Rylaarsdam, Acting R J., and Moore, J., concurred.
Appellant’s petition for review by the Supreme Court was denied June 8, 2011, S191583.
All parties argue additional facts not alleged in Rosen’s complaint. For example, they argue facts set forth in various briefs filed in the trial court and even declarations filed in support of another party’s anti-SLAPP (strategic lawsuit against public participation) motion not at issue on this appeal. The fact these documents are in the appellate record does not mean we may consider their contents. In reviewing a trial court’s ruling sustaining a demurrer, we are limited to the facts alleged on the face of the pleading and those properly subject to judicial notice. (Zelig v. County of Los Angeles (2002) 27 Cal.4th 1112, 1126 [119 Cal.Rptr.2d 709, 45 P.3d 1171].)
Rosen’s complaint made no allegations regarding the outcome in the MTA trial. St. Joseph Hospital, however, requested that we judicially notice certified copies of the special verdict, judgment, and minute order recording the jury’s verdict in the MTA action. Rosen filed no opposition to St. Joseph Hospital’s request. Finding these documents properly subject to judicial notice, we grant the request. (Evid. Code, §§ 452, subd. (d), 459; Sosinsky v. Grant (1992) 6 Cal.App.4th 1548, 1564-1566 [8 Cal.Rptr.2d 552] [judgments, verdicts, and other court documents are properly subject to judicial notice for purposes of establishing the findings and decisions made in an earlier action].)

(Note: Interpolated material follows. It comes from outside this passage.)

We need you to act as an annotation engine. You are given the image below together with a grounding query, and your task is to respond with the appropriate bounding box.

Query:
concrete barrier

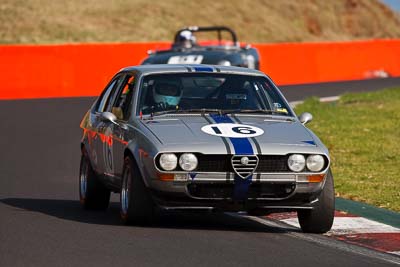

Openshaw and Vascular Specialists filed a separate request asking us to judicially notice the complaint in another lawsuit Rosen filed against her experts, alleging they also conspired with Pene on the MTA case to provide testimony benefiting MTA. We deny Openshaw and Vascular Specialists’s request because the complaint is irrelevant to the issues presented in this appeal. (Mangini v. R. J. Reynolds Tobacco Co. (1994) 7 Cal.4th 1057, 1063 [31 Cal.Rptr.2d 358, 875 P.2d 73] [“Although a court may judicially notice a variety of matters [citation], only relevant material may be noticed.”], overruled on other grounds in In re Tobacco Cases II (2007) 41 Cal.4th 1257, 1276 [63 Cal.Rptr.3d 418, 163 P.3d 106].)
The trial court later granted Pene and her law firm’s joint special motion to strike under the anti-SLAPP statute. Rosen did not appeal that ruling.
At oral argument, Rosen for the first time asserted the angiogram related not only to the causation element of her negligence claim against the MTA but also the breach of duty element. Specifically, because the MTA disputed a collision occurred between its bus and Rosen’s vehicle, Rosen argued the angiogram would have helped establish the fact a collision occurred—in addition to the fact the collision caused her injury—because she could not have suffered the tom carotid artery shown on the angiogram without the trauma associated with the collision.
“We do not consider arguments that are raised for the first time at oral argument.” (Haight Ashbury Free Clinics, Inc. v. Happening House Ventures (2010) 184 Cal.App.4th 1539, 1554, fn. 9 [110 Cal.Rptr.3d 129].) Nonetheless, this contention does not alter our analysis. As explained above, the Supreme Court refused to permit first and third party intentional spoliation causes of action because sufficient nontort remedies exist in the underlying litigation to punish and deter spoliation. (Cedars-Sinai, supra, 18 Cal.4th at pp. 8-13; Temple, supra, 20 Cal.4th at p. 471.) Rosen fails to provide any explanation why she could not address the alleged spoliation through the remedies available to her in the MTA action. For instance, Rosen provides no explanation why she could not have continued her experts’ depositions until Openshaw and Pene provided the angiogram, or why she did not seek an adverse evidentiary inference if Openshaw and Pene could not produce the angiogram. Rosen gives no indication she made any effort whatsoever to address the unavailability of the angiogram during the pendency of the MTA action.